歌舞伎いろは

【歌舞伎いろは】は歌舞伎の世界、「和」の世界を楽しむ「歌舞伎美人」の連載、読み物コンテンツのページです。「俳優、著名人の言葉」「歌舞伎衣裳、かつらの美」「劇場、小道具、大道具の世界」「問題に挑戦」など、さまざまな分野の読み物が掲載されています。



歌舞伎座「六月大歌舞伎」『曽我綉俠御所染』
今度の舞台を楽しく見るために

ようこそ歌舞伎へ 市川左團次

正方形の教えを正方形で受け取る

 ――左團次さんは、6月の歌舞伎座夜の部の『御所五郎蔵』で星影土右衛門をなさいます。土右衛門の初演は昭和50(1975)年3月の京都南座で、五郎蔵は初世尾上辰之助さん(三世松緑)でした。

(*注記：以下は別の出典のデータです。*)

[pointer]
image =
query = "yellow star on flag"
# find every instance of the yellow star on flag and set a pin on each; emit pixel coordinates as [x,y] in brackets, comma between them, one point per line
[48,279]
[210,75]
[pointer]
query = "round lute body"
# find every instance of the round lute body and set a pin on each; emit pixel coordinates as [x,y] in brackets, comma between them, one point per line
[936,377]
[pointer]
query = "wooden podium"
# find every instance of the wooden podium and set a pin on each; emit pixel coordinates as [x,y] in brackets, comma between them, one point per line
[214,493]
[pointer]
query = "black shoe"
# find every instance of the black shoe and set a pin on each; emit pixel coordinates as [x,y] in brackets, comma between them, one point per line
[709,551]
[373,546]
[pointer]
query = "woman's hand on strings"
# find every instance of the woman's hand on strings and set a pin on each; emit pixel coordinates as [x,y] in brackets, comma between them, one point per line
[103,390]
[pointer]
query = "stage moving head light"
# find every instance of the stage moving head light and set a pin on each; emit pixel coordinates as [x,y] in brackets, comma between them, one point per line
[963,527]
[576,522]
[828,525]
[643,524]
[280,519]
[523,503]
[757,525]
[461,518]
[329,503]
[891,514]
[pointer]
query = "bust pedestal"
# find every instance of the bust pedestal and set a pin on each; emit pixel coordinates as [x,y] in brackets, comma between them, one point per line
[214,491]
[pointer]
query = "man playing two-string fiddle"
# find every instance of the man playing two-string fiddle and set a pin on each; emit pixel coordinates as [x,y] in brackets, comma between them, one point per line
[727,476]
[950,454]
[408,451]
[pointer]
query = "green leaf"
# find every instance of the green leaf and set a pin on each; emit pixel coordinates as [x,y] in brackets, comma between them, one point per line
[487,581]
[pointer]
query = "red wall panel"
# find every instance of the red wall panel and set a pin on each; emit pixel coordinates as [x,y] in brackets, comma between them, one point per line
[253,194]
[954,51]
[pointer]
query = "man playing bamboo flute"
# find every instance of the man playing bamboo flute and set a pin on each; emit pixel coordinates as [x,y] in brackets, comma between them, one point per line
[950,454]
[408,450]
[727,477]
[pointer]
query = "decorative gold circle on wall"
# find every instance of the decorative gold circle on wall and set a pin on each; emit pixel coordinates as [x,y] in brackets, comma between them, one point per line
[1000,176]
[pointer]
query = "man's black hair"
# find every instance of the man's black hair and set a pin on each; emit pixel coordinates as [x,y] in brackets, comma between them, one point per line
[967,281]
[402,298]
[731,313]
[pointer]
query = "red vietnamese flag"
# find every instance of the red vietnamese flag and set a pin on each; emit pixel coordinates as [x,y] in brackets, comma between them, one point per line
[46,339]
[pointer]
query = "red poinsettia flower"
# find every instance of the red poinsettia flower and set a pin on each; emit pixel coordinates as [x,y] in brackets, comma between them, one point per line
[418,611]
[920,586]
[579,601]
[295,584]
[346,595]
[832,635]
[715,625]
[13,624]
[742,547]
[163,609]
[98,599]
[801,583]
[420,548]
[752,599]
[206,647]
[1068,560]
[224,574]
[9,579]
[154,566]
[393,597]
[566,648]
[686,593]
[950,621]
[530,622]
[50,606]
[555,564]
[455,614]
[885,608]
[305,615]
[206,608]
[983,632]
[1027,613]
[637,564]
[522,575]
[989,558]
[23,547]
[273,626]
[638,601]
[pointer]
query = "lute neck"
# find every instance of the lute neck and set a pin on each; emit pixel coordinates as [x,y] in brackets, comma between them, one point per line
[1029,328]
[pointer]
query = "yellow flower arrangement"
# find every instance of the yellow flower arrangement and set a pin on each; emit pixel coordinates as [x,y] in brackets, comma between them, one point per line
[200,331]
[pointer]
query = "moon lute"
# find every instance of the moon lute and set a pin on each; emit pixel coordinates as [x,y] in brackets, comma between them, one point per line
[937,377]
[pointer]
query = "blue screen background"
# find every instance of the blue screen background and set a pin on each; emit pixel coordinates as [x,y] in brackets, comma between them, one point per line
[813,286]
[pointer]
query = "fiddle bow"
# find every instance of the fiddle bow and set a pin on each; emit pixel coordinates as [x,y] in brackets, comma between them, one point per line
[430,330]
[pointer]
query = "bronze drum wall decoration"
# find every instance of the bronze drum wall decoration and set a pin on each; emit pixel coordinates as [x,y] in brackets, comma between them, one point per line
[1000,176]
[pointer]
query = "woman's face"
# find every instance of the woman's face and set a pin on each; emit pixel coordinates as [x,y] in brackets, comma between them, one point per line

 初演の際は、(十七世)羽左衛門のおじさんに教わりました。おじさんは、決めたところからはみ出すことを嫌う方でいらしたので、きちっと正方形で教えてくださったものを、正方形で受け取るという感じでした。その後、今回ご一緒する仁左衛門さんや(十二世)團十郎さん、菊五郎さんの五郎蔵でも土右衛門を勤めておりますが、土右衛門のすることはどなたの五郎蔵でも、あまり変わりはありません。

 ――両花道を用いて土右衛門方が本花道、五郎蔵方が仮花道から登場します。この狂言に初めてご出演されたのは、昭和35(1960)年歌舞伎座10月で、五郎蔵方の子分を演じられています。五郎蔵は十一世市川團十郎(当時海老蔵)さんでした。その後、子分を何度か勤められています。五郎蔵方と土右衛門方との渡りぜりふがありますが、あの場面は緊張されるものでしょうか。

『曽我綉俠御所染』御所五郎蔵(そがもようたてしのごしょぞめ ごしょのごろぞう)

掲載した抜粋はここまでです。